The former communities secretary was accused of "unwanted attention, inappropriate touching or groping".
"We as a family and dad strongly denied the allegations," Mr Sargeant told BBC Wales.
The Welsh Government has commissioned QC Paul Bowen to look into the matter, but his independent inquiry is yet to start taking evidence.
"We're half a year on and we're still seeking answers, and those answers are needed, I think, for the grieving process to begin for some people, or to carry on the grieving process for some people," Mr Sargeant said.
'Extremely long time'
He said six months was an "extremely long time" to wait.
"I'd like to hope no one is dragging their feet, because let's not forget someone's died here," he said.
Mr Sargeant said "lessons clearly have to be learned".
"We should look at mental health. The government and the assembly should be at the forefront of that and there are clearly answers that need to be addressed and that inquiry needs to get under way for that reason so this does not happen to another family," he said.
"I don't want another son to go through what I've only just started going through."
He said he has only had "one brief discussion" with Carwyn Jones on his first day in the assembly, but said that was not a surprise with the inquiry.
Asked if he was glad that Mr Jones was stepping down as first minister, Mr Sargeant said: "I'm glad that the Jones family are getting their dad back and their husband back, and that decision is Carwyn's decision."
But he added: "Unfortunately, I'm not getting dad back".
Marking National Mental Health Awareness Week, Mr Sargeant said the "stigma" around mental health needs to be broken.
He said his father was "clearly... going through a dark time during November and over that weekend".

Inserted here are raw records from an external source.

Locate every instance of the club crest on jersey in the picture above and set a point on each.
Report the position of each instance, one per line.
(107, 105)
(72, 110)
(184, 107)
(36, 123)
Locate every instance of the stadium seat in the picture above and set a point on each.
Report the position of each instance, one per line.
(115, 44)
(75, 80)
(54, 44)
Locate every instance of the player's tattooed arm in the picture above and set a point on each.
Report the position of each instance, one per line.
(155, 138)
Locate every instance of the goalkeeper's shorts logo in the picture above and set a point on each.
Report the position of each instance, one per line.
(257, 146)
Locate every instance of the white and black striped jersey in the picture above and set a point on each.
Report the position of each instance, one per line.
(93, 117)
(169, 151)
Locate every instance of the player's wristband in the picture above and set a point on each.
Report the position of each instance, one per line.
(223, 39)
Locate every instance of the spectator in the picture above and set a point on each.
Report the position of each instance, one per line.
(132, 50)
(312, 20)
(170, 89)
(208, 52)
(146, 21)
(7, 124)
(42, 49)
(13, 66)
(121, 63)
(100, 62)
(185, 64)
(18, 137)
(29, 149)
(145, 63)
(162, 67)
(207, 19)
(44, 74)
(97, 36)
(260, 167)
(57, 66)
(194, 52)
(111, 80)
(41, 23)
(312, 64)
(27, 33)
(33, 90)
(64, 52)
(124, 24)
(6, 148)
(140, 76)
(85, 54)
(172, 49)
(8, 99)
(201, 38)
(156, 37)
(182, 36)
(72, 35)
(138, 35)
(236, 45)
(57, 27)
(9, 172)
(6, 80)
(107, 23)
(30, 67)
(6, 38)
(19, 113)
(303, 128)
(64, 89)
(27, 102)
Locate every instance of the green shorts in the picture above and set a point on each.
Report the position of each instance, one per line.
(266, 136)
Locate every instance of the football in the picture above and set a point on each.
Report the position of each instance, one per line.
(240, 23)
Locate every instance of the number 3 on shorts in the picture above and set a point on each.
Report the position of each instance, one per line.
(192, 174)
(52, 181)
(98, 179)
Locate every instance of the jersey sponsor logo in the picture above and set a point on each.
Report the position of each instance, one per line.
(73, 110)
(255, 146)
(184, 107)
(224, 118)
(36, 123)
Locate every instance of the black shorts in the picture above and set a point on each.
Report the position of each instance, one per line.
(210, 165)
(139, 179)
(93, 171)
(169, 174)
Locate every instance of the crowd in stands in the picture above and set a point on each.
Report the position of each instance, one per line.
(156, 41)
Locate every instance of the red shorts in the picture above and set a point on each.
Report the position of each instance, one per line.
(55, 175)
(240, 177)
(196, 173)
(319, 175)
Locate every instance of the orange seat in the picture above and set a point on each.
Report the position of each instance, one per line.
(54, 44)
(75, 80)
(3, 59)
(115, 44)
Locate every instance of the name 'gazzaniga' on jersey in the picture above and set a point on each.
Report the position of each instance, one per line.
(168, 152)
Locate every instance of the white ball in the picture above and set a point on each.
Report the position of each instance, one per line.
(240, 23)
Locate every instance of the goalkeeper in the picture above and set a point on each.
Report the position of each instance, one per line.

He added: "You don't know what's going on in so many people's lives, or behind the scenes, and it is hard to talk. I know that from personal experience."
Mr Sargeant said it was "clearly difficult" for him to visit the Senedd.
"It's only been six months, half a year - it's a long time for an inquiry not to start but it's not a long time for the grieving process.
"Clearly, there are dark days. They come in waves and no one knows when they're going to come."
A Welsh Government spokesman said: "Preparatory work for the investigation has been under way for some time and is well advanced.
"Following constructive discussions, we are in the final stages of agreeing with Paul Bowen QC the detailed protocol for how the investigation will operate."